LAHORE, Pakistan - The United States has evacuated all non-emergency staff from its consulate in the Pakistani city of Lahore, citing "specific threats" amid a worldwide alert over Al-Qaeda intercepts.
The US State Department also reiterated a longstanding warning to US citizens to avoid all non-essential travel to Pakistan, in a statement issued late on Thursday Washington time.
The move came as two fresh attacks, one on the edge of the heavily-guarded capital, marred the start of the Islamic festival of Eid al-Fitr and highlighted the parlous security situation in the nuclear-armed nation.
The restive southwestern city of Quetta, focus of a surge in sectarian bloodshed, suffered its second deadly attack in two days, while a security guard was killed in a foiled suicide bombing at a Shi'ite mosque on the outskirts of Islamabad.
In Quetta, gunmen shot dead nine worshippers as they left Friday morning prayers for Eid, which marks the end of the holy month of Ramadan.
A day earlier, a suicide bomber had struck at a police funeral in the city, killing 38 people in an attack claimed by the Taleban.

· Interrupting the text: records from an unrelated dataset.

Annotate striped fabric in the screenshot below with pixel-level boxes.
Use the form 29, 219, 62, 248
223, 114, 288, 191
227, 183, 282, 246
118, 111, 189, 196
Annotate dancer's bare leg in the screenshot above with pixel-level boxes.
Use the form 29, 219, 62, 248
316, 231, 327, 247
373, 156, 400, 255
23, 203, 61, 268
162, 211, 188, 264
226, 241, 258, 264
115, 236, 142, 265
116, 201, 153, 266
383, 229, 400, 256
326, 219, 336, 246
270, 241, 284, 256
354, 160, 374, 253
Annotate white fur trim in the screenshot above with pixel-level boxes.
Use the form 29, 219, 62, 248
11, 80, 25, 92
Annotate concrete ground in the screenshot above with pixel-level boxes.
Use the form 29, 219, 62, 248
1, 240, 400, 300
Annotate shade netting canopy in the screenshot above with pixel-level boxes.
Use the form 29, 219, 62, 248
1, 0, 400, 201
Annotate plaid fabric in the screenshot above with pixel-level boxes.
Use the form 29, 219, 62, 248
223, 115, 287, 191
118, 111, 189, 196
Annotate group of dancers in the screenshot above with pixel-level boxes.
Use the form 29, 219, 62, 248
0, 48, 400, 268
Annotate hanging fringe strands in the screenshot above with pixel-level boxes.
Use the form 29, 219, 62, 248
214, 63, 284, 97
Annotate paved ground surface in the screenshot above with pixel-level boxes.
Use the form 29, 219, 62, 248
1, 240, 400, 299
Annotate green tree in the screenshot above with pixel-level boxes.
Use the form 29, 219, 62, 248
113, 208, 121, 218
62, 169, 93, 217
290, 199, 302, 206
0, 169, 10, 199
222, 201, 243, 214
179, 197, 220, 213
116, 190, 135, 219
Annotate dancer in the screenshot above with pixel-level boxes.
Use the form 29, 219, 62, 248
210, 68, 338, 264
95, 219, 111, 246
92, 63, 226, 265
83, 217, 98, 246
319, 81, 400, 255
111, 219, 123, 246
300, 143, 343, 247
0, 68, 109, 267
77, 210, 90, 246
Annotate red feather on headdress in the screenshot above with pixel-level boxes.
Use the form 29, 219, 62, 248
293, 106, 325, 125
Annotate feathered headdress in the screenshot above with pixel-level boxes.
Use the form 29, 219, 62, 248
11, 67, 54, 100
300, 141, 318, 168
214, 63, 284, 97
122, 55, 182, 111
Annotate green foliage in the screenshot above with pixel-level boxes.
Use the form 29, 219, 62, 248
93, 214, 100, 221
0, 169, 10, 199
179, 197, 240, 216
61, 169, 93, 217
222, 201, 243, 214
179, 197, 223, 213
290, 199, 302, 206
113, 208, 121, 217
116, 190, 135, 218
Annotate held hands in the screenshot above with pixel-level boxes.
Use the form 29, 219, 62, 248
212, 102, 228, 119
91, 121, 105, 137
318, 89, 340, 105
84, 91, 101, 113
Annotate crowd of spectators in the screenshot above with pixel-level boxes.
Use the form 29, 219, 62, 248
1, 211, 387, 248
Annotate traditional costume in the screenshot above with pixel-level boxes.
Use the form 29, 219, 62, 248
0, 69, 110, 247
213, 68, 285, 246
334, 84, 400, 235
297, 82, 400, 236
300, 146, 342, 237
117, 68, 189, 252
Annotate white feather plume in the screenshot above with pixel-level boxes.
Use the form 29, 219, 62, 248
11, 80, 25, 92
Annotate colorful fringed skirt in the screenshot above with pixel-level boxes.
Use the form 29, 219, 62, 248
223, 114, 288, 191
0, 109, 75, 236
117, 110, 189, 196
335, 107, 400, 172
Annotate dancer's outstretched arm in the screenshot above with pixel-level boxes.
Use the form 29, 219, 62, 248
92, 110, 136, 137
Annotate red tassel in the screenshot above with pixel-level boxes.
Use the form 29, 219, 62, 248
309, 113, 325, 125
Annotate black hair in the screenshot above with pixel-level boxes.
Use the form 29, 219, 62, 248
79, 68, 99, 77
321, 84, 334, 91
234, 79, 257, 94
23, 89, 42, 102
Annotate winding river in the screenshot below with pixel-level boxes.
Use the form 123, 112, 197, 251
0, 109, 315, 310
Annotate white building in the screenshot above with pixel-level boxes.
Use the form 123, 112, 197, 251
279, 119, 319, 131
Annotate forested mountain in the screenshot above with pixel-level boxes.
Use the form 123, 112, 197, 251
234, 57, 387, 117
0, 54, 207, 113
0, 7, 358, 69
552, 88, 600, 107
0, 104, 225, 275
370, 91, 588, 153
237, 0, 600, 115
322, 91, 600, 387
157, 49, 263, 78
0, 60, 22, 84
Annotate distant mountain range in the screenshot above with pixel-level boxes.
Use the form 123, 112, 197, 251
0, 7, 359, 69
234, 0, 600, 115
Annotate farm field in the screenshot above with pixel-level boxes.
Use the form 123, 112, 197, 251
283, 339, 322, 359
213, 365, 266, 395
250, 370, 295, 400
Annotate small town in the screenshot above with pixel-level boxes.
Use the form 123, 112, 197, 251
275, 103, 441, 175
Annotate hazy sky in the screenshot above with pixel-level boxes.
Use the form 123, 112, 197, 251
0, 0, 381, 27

Violence has continued unabated in the country since its new government took office in June.
The closure of the US consulate in Pakistan's second-largest city and cultural capital came amid heightened security measures in the capital Islamabad, where police and soldiers were highly visible on the streets.
Police officer Nasir Mehmood told AFP a suicide bomber tried to attack a Shi'ite mosque in Bhara Kahu on the city's northeastern edge, but was intercepted by a security guard.
"The guard opened fire on the bomber as he entered the mosque and killed him. He could not explode his jacket," Mr Mehmood said.
Another police official, Majeed-ur-Rehman, said a guard was killed in an exchange of fire with the bomber before the attacker was shot dead.
Pakistan has been gripped by a surge in sectarian violence in recent years, mostly by majority Sunnis against minority Shi'ite communities in Quetta.
The US State Department said it ordered the pullout of non-emergency US government personnel from the Lahore consulate as of Thursday.
"The Department of State ordered this drawdown due to specific threats concerning the US Consulate in Lahore," it said in a statement.
Ms Meghan Gregonis, spokeswoman for the US embassy in Islamabad, said the evacuation was not linked to a terror threat that prompted the closure of 19 diplomatic missions in the Middle East and Africa.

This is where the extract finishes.